设置docker容器的时区,方便查看保存文件的日期,根据提示选择时区,
#在容器内,默认为root
apt install ntp
#选择6 Asia ,然后70 shagnhai
配置容器内pip源
#华为源
pip config set global.index-url https://repo.huaweicloud.com/repository/pypi/simple
配置路径,容器内容的路径
把该配置写入到.bashrc中,wq退出
vim ./bashrc
export nnUNet_raw_data_base="/workspace/nnUNet_raw"
export nnUNet_preprocessed="/workspace/nnUNet_preprocessed"

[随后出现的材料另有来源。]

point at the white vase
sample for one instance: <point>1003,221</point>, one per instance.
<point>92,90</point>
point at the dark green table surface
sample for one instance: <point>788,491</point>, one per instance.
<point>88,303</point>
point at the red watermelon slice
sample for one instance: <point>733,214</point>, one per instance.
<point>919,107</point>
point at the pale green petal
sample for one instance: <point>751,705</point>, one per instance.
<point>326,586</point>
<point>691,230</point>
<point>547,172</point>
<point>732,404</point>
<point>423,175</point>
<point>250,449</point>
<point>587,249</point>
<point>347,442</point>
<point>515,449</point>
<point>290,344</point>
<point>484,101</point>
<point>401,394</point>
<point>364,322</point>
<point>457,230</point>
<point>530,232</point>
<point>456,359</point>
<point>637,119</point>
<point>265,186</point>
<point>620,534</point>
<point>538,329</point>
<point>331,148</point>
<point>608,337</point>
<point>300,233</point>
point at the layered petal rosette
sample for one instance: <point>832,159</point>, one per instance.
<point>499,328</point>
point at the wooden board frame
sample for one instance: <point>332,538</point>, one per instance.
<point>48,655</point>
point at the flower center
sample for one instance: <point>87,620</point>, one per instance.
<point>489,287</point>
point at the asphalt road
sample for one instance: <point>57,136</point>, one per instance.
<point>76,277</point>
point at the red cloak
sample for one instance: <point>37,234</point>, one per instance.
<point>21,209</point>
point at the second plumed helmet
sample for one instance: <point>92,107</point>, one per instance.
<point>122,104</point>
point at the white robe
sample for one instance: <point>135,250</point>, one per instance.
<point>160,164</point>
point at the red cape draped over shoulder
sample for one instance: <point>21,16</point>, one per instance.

export RESULTS_FOLDER="/workspace/nnUNet_trained_models"
:wq保存退出
然后激活
source ./bashrc
安装
可以通过cd … 切换目录
cd nnUNet
pip install -e .
cd CoTr_package
pip install -e .
训练
#batchsize为2 显存8g
python run_training.py -gpu='0' -outpath='CoTr' -p nnUNetPlansv2.1_ps48_192_192_bs2
#batchsize为4 显存15g
python run_training.py -gpu='0' -outpath='CoTr' -p nnUNetPlansv2.1_ps48_192_192_bs4
#batchsize为6 使用显存大概20g
python run_training.py -gpu='0' -outpath='CoTr' -p nnUNetPlansv2.1_ps48_192_192_bs6
停止训练
直接停止docker运行,exit可退出
exit
再次启动
先用 docker ps -a
找到对应的已经停止了的容器id,
(base) sky@sky:/media/sky/D/ruifeng/nnUNet-master$ sudo docker ps -l
sudo: unable to resolve host sky
[sudo] password for sky:
CONTAINER ID IMAGE COMMAND CREATED STATUS PORTS NAMES
46e8cae289d6 nvcr.io/nvidia/pytorch:20.11-py3 "/usr/local/bin/nvid…" 2 hours ago Exited (0) About an hour ago strange_euclid
然后用
sudo docker start -ia 46e
#docker start -ia <containerid>
(base) sky@sky:/media/sky/D/ruifeng/nnUNet-master$ sudo docker start -ia 46e
sudo: unable to resolve host sky
=============
== PyTorch ==
=============
NVIDIA Release 20.11 (build 17345815)
PyTorch Version 1.8.0a0+17f8c32
Container image Copyright (c) 2020, NVIDIA CORPORATION. All rights reserved.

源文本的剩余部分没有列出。